Corria o ano de 1975 na cidade de Viçosa (MG) e estudávamos no Coluni, curso preparatório para o vestibular da UFV. Morávamos numa república próximo ao Bar do Moreira, denominada “Toca do Urubu”. Éramos seis: eu, Ivan Maquinista, Baianinho, Saudade, Goiano e Edmar
A proprietária da Toca chamava-se Zizinha, uma senhora de meia idade que morava na própria Toca com o marido Custódio. Este, de idade mais avançada, beirava os oitenta anos.
A república era um sobrado velho, localizado em frente à rádio Montanhesa e próximo à casa do professor Lopes. No andar térreo tinha uma pequena sala, que ficava ao lado do quarto da Zizinha e Custódio, além de copa, cozinha e banheiro.
No canto esquerdo da copa existia uma inclinadíssima escada de madeira que dava acesso ao andar superior. Neste ficavam os quartos, com paredes divisórias de compensado, onde se abrigavam os estudantes.
No vão de acesso à escada ficava o ensebado filtro de barro, já de cor preta de tanto lodo. Por vezes, quando íamos pegar água, a torneirinha do filtro parava de funcionar, o que era resolvido com uma pequena sacudidela, seguido de reclamações com a Zizinha.
– Dona Zizinha, esse filtro tá sujo, era a cantilena de todos os dias
– Vou mandar o Custódio limpar amanhã, era a mesma resposta de todos os dias
A revolta pela falta de condições higiênicas e pela péssima comida começou no dia em que, cansados das promessas, resolvemos nós mesmos comprar velas novas e proceder à limpeza do maledito filtro.
Ao abrirmos, para desespero geral, descobrimos o que vinha obstruindo o fluxo contínuo de água da torneira do filtro. Era nada mais, nada menos, que a dentadura antiga da Zizinha jogada, por alguém, dentro da parte filtrada. A obstrução, provavelmente, devia ocorrer quando os dentes postiços e mórbidos da Zizinha encostavam no orifício interno da saída da água.

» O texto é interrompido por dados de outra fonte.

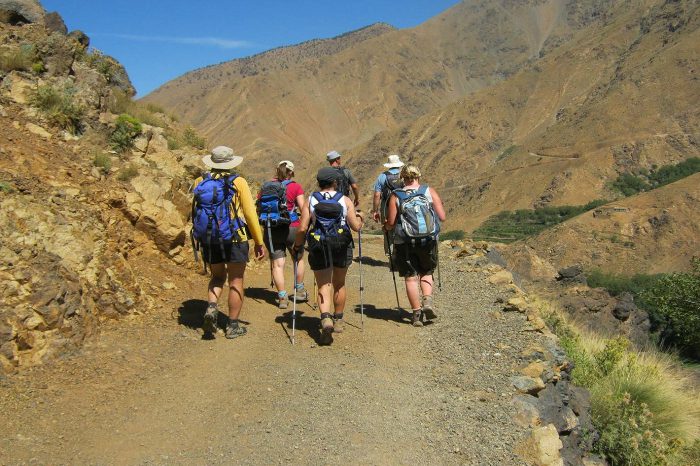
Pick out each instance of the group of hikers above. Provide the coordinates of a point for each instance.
(280, 219)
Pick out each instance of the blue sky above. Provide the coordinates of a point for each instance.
(158, 40)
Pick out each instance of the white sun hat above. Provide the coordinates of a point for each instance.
(394, 162)
(222, 158)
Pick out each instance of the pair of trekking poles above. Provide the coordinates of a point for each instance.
(362, 290)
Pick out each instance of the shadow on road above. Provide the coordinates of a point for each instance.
(310, 325)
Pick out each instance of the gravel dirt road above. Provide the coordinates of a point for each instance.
(150, 390)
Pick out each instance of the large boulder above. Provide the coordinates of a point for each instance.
(21, 11)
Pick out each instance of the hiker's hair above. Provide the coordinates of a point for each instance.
(283, 172)
(328, 184)
(409, 173)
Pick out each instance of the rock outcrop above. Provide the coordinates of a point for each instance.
(21, 11)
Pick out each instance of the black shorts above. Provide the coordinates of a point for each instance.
(415, 260)
(232, 252)
(320, 259)
(282, 239)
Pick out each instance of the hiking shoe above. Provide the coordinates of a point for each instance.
(428, 309)
(282, 302)
(210, 318)
(235, 331)
(338, 324)
(417, 319)
(302, 295)
(326, 331)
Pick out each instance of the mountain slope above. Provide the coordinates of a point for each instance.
(338, 96)
(621, 94)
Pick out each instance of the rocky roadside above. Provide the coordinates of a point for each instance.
(502, 367)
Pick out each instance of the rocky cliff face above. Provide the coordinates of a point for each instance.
(74, 230)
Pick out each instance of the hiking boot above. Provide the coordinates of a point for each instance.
(326, 331)
(302, 295)
(428, 309)
(417, 319)
(210, 318)
(338, 323)
(234, 330)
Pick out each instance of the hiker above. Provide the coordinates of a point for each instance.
(387, 181)
(328, 218)
(415, 212)
(345, 179)
(279, 203)
(220, 197)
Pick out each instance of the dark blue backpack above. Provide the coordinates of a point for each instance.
(272, 205)
(329, 229)
(212, 219)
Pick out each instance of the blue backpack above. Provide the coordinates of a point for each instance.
(272, 205)
(418, 221)
(329, 230)
(212, 218)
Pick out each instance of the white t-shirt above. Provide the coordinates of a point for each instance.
(329, 194)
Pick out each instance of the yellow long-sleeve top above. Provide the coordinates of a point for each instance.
(243, 203)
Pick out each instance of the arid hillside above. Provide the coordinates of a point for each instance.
(299, 102)
(620, 95)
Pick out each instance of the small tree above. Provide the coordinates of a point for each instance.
(126, 129)
(676, 298)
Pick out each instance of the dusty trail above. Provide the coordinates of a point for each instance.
(150, 391)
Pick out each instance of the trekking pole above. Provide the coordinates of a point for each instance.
(393, 273)
(294, 306)
(362, 287)
(437, 259)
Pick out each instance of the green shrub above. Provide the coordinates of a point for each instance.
(453, 234)
(629, 184)
(676, 300)
(103, 161)
(639, 404)
(59, 107)
(126, 129)
(127, 173)
(192, 139)
(510, 226)
(6, 187)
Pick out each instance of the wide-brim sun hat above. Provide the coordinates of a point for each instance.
(287, 163)
(394, 162)
(332, 155)
(222, 158)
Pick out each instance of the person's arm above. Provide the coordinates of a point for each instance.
(298, 247)
(245, 200)
(376, 198)
(391, 213)
(437, 205)
(356, 194)
(355, 218)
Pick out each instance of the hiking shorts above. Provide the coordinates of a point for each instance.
(233, 252)
(415, 260)
(320, 259)
(282, 240)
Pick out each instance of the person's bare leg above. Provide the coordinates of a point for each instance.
(216, 283)
(324, 281)
(235, 291)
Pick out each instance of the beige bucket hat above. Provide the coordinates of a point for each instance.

Na hora, alguns dos nossos, como o Maquinista, chegaram a vomitar.
Quase matamos o Baiano ao descobrimos, dias depois, pilhas de garrafa de água mineral debaixo de sua cama.
A partir daí a revolta desencadeou-se. À noite reunimo-nos e estabelecemos um comando de greve para protestar contra a higiene e contra a comida da pensão.
No outro dia pela manhã soubemos que a Zizinha estava na Avenida Santa Rita fazendo a feira e que só retornaria mais tarde.
O coração de estudante não suporta demoras. Resolvemos então protestar com o velho marido Custódio.
– Seu Custódio, nós viemos aqui para reclamar da limpeza e da comida da república. É carne moída no almoço, é bolinho de carne moída na janta. É macarrão com linguiça no almoço, é sopa de macarrão na janta. É arroz, ovo e chuchu no almoço, é suflê de ovo na janta. Assim não dá!
E o Custódio, que morria de medo da Zizinha, na cadeira de balanço:
– Mas o quê que ‘ocês querem que faça, ô coisa? Falem ‘ocês diretamente com ela.
– Mas o senhor é o marido dela, pombas!
– Eu sei, mas ela é braba e muito gonorante, si menino.
Aí um dos nossos se revoltou, bateu na mesa e deu o ultimato:
– Olha Seu Custódio, o senhor fale para a Zizinha que se a limpeza e a comida não melhorarem todos irão embora da república.
Para nosso espanto, Custódio, indo e vindo na cadeira de balanço, calmo e pausadamente, respondeu aconselhando:
– Mas ‘ocês tão fazendo greve por isso? Vão embora meus fis. ‘Ocês são feliz que podem ir embora... ‘Ocês são feliz!!!!